Au Mercure de France vient d’être publié l’album Jean Seberg, photos, un fort émouvant ouvrage contenant 200 photos en couleur et noir et blanc, la plupart inédites, issues de la collection privée de Diego Gary, le fils de Jean Seberg issu de son union avec Romain Gary. Photos de plateau, de gala, de magazine, documents de travail, pages de scénario annotées de la main de l’actrice, cartes postales, mais aussi photos intimes d’une vie familiale gaie et joyeuse retracent la carrière d’une actrice exceptionnelle qui fut aussi une figure éminente de la vie culturelle des années 60.
La grande majorité des romans de Romain Gary/Emile Ajar ont été publiés en poche, dans la collection Folio Gallimard (www.folio-lesite.fr).

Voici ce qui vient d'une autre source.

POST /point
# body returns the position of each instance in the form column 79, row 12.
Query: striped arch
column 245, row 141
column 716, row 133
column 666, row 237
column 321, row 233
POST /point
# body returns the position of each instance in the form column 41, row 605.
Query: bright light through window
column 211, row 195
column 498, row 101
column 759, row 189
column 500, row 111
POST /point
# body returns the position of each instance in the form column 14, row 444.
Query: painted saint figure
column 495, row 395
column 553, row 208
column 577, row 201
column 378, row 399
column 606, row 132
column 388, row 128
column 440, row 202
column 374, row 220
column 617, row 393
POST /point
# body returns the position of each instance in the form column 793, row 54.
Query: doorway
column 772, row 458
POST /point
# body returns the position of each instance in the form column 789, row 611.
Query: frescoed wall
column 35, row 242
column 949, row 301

Dans la collection Les Cahiers de la NRF chez Gallimard (www.gallimard.fr/ www.decouvertes-gallimard. fr), vient de paraître Le Vin des morts, un roman inédit de Romain Gary, signé de son vrai nom, Romain Kacew. Commencé en 1933 alors que Gary, âgé de dix-neuf ans, est inscrit à la Faculté de Droit d’Aix-en-Provence. Le Vin des morts a été achevé avant la guerre et refusé par Denoël. Gary ne s’en est jamais séparé. Le jeune héros, Tulipe, bien vivant, tourne en rond dans un souterrain peuplé de cadavres grotesques : des maquerelles, des flics, des anciens de 14-18, des moines, des sous-préfets, des enfants. Un Dieu saoul et colérique préside à cette danse macabre. On apprend à la fin, la boucle étant bouclée, que Tulipe s’est endormi ivre mort dans un cimetière… Avec cette histoire drolatique et libertaire, Gary nous plonge dans la misère de l’après-guerre et de la crise de 29, et décrit plus généralement celle de l’humanité. La présentation de Philippe Brenot montre comme Le Vin des morts a servi de laboratoire et de matériau pour l’œuvre à venir : Romain Kacew a ressurgi en Emile Ajar, après avoir été longtemps occulté par Romain Gary.

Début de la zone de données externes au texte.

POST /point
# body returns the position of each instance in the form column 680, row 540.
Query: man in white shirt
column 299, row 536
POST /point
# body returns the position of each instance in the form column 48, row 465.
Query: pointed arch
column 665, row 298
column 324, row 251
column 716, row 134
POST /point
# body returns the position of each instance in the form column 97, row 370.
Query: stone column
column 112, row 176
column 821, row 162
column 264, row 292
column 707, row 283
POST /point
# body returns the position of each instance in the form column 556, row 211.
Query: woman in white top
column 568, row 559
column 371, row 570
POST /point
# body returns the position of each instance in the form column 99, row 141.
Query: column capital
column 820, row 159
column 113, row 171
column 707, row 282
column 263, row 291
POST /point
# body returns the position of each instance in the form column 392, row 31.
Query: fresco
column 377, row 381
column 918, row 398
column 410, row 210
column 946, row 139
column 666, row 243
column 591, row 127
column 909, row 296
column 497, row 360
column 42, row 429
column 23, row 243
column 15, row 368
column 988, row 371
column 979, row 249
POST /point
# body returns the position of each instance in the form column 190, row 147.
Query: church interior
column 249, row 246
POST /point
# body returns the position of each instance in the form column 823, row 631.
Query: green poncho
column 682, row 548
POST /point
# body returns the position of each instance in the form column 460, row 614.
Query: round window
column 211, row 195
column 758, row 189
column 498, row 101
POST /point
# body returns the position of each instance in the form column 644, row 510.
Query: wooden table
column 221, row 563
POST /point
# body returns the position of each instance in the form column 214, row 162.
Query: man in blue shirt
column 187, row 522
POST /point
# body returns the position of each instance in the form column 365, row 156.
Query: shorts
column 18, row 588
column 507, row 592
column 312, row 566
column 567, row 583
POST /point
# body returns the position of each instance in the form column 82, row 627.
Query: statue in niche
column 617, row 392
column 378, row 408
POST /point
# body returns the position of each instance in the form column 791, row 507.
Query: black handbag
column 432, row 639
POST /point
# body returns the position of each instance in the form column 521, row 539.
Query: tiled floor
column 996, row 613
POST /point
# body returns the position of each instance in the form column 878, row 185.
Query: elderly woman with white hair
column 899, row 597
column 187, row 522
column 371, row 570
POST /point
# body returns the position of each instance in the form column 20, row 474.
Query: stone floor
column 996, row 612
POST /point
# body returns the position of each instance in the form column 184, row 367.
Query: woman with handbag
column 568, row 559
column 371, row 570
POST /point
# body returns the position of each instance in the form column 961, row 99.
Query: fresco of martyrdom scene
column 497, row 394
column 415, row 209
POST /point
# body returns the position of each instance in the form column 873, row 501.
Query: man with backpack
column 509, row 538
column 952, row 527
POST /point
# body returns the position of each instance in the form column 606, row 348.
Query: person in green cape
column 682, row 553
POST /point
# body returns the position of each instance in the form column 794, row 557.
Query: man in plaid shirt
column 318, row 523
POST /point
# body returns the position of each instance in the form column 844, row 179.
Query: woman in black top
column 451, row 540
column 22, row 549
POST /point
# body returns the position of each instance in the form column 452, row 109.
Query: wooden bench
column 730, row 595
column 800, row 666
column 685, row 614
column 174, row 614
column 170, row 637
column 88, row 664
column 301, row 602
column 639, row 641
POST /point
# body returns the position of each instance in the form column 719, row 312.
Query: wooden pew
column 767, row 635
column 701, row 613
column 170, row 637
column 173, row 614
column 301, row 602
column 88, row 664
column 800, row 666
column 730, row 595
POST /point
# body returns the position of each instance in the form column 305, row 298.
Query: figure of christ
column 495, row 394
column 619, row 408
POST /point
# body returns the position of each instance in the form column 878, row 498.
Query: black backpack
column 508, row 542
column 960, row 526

Toujours chez Gallimard, dans la Collection Blanche, vient de paraître Le sens de ma vie, entretien inédit de mai 1980, avec une préface de Romain Gary. Cet entretien est le dernier témoignage de Romain Gary, quelques mois avant sa mort le 2 décembre 1980. Il a été réalisé par Jean Faucher pour Radio Canada. Dans ce long monologue découpé en quatre parties, Romain Gary fait le bilan de sa vie. Comme l’écrit Roger Grenier dans sa préface : «Si l’on retrouve, dans la présente transcription de cet entretien, bien des confidences, des anecdotes, des opinions que l’on a lues dans La Promesse de l’aube et La nuit sera calme, il faut le lire comme le dernier état de son autobiographie, ou tout au moins de ce qu’il a bien voulu dévoiler de l’ambition, des espoirs, des succès et des humiliations qui ont fait sa vie. Dans cet entretien testamentaire, Romain Gary apparaît tour à tour émouvant et drôle, orgueilleux et humble. Il semble tiraillé entre la légende qu’il a forgée, l’enfant qu’il n’a jamais cessé d’être et son désir de lever enfin le voile sur sa vérité».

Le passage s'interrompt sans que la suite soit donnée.